Every year, between 500 and 700 Palestinian children are arrested by the Israeli army—some as young as eleven years old—for throwing rocks at Israeli settlers, a form of civil disobedience that originates from the first Intifada in 1987. Although most of the charges are for stone throwing, some minors are arrested for more serious offences such as membership in gang organizations or for using weapons. The Israeli army categorizes rock throwing as a serious offence that can cause injury or death. “It sounds like the Israel Defence Forces (IDF) is just arresting kids, but people don’t understand that these kids are very violent […] they are endangering the lives of Israelis," said Arye Shalitar, a spokesperson for the Israeli military in a Reuters interview.
The important issue is not the fact that the children are punished for their crimes, but rather the way in which they are captured, interrogated, and detained. Military law, the legislation to which officials in occupied territories prescribe, holds several inconsistencies with international or Israeli law. Minors have a separate legal system in Israeli law; however, they are often not respected, as children are accused with adult charges in the occupied territories. The age of criminal responsibility is twelve years under the Israeli justice system, as stipulated by Israeli military order 1651, and minors under the age of fourteen can face up to a maximum of six months in prison. "The arrest, detention or imprisonment of a child [...] shall be used only as a measure of last resort and for the shortest appropriate period of time,” a fact underlined in article 37(b) of the most internationally recognized primary document protecting the rights of children, the Convention on the Rights of the Child, which was adopted by the UN in November 1989, and ratified by Israel in 1991. Another inconsistency in military law is in its definition of a minor, in which a child reaches the age of majority at sixteen rather than eighteen, the international norm.
The most common way of arrest is by abducting the children from their homes at night. “They are captured at night, blindfolded and sent to prison, where they are interrogated for hours, cuffed by their hands and feet, and most of the time without an adult present,” says field researcher for Alternatives News, Ahmad Jaradat. Unlike in Israeli and international legislation, military law makes no reference to the presence of a parent during questioning. According to B’Tselem, the Israeli Information Center for Human Rights in the Occupied Territories’ 2011 study on Palestinian child prisoners, out of 50 minors who were interviewed for the report, only two were accompanied by an adult during interrogation. The report also indicates that these minors rarely have a lawyer present during, or even after interrogation.

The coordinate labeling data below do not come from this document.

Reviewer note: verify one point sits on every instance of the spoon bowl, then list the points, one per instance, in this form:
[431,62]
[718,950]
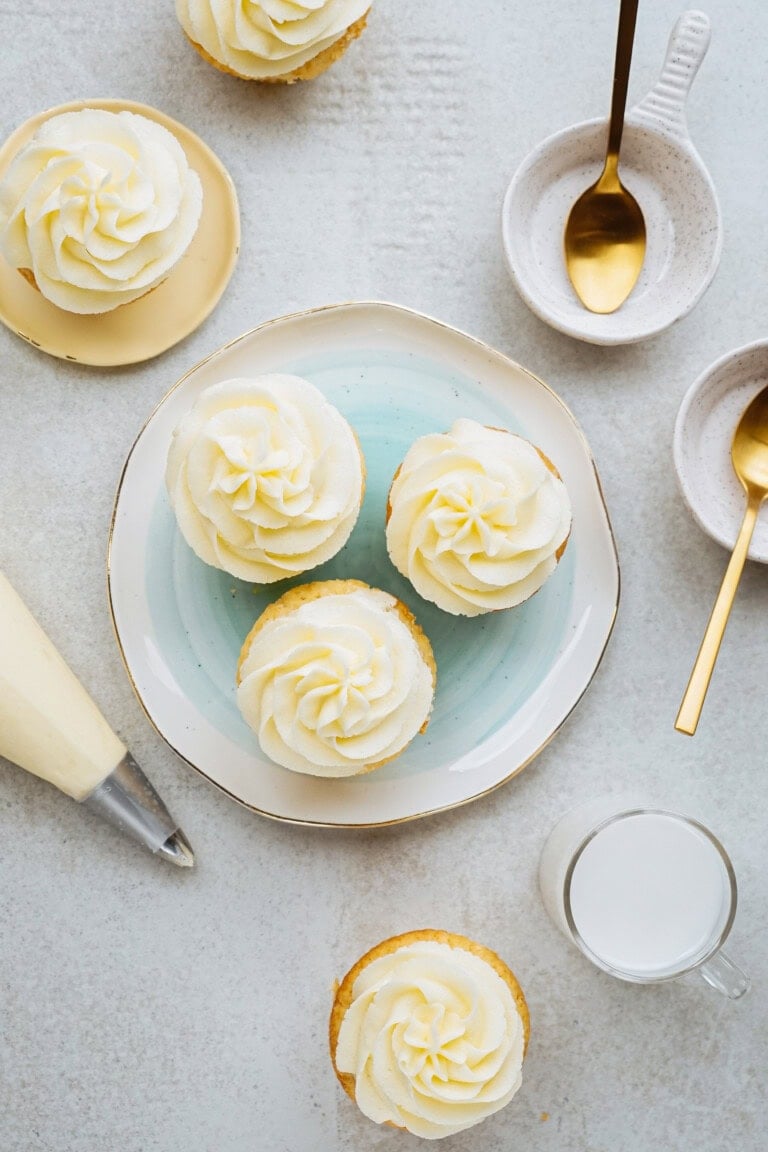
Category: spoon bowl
[605,244]
[605,232]
[750,460]
[663,172]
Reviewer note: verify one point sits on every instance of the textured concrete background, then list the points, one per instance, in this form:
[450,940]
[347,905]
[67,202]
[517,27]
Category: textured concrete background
[145,1010]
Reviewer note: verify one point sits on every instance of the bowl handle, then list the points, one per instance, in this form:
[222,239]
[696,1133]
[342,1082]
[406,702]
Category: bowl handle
[663,108]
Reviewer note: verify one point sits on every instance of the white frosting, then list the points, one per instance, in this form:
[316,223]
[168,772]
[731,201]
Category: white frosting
[477,518]
[335,686]
[433,1038]
[99,205]
[267,38]
[265,477]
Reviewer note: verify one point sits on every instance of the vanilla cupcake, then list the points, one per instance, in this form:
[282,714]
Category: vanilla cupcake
[98,207]
[276,42]
[266,477]
[428,1032]
[335,679]
[477,518]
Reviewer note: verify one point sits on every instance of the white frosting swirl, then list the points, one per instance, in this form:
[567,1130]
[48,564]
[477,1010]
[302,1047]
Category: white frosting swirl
[99,205]
[433,1038]
[336,686]
[263,39]
[265,477]
[477,518]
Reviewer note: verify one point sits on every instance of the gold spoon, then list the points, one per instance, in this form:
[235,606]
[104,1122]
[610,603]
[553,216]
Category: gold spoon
[750,457]
[605,233]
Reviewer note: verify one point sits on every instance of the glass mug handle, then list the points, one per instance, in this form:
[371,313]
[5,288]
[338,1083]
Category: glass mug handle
[722,974]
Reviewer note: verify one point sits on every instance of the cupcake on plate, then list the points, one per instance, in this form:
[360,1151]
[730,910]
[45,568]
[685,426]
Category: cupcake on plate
[428,1031]
[477,518]
[276,42]
[266,477]
[335,679]
[98,207]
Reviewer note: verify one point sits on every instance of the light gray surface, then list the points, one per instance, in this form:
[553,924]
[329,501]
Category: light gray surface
[146,1009]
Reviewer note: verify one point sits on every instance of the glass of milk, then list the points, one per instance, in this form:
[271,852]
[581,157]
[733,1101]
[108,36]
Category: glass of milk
[647,895]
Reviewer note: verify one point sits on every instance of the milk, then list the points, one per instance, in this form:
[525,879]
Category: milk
[48,724]
[649,895]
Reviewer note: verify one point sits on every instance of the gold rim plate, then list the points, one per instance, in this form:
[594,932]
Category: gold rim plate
[506,683]
[173,310]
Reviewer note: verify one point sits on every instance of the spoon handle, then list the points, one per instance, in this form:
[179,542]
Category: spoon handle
[664,105]
[690,711]
[624,40]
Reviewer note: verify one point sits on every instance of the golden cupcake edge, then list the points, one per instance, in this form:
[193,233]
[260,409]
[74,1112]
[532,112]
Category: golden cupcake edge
[309,70]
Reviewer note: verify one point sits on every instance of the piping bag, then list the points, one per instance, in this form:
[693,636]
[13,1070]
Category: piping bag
[51,727]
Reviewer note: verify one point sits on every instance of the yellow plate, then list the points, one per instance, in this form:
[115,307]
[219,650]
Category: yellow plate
[175,308]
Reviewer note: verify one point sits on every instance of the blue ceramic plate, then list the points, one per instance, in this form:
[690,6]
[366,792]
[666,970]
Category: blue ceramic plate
[506,681]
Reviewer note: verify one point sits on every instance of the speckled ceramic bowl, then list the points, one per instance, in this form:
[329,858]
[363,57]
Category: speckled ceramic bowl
[704,432]
[663,172]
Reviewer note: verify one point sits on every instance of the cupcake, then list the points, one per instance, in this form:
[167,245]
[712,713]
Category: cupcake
[266,477]
[335,679]
[276,42]
[428,1031]
[477,518]
[98,207]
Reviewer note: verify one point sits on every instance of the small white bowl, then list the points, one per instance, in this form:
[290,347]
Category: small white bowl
[704,432]
[663,172]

During the interrogation process, children are often subjected to informal questioning which could be used as a reference point for officials during real interrogations, subjecting them to two rounds of different questionings. They would occasionally be left handcuffed in a room alone for hours, until they were forced to confess, even if they did not commit the crime.
According to the charity Save the Children, over 98 percent of detained children reported some sort of abuse, verbal or physical. Most of these children are reported to be suffering from anxiety and nightmares, says the charity. There are even cases where minors are held in solitary confinement, in cells such as Cell 36 in Al Jalame prison in Northern Israel. Since 2008, NGO Defence for Children International (DCI) has gathered testaments from 426 minors that were imprisoned in the Israeli military justice system. Around 9 percent of them claim to have been held in solitary confinement, and this number rose to 22 percent in late 2011.
"If detainees believe they have been mistreated, especially in the case of minors […] it’s very important that these people, or people representing them, come forward and raise these issues,” said Mark Regev, spokesman for the Israeli Prime Minister, Binyamin Netanyahu in British news source, the Guardian. UNICEF declared that it would be supervising arrests and imprisonment of children and that it is currently in dialogue with the Israeli authorities to better protect child detainees. Despite these statements, the detainment of minors continues to be an ongoing issue, as just last year, 2301 children were taken into custody, and reports of mistreatment persist. B’Tselem featured a list urging fast change in Israel’s military justice system’s practices at the end of their report on the imprisonment of minors. They pressed it to set its age of minority to conform with international and Israeli norms immediately; outlaw night arrests of children; restrict interrogation times to daytime, with the presence of a parent; the opportunity to consult with a lawyer, among others.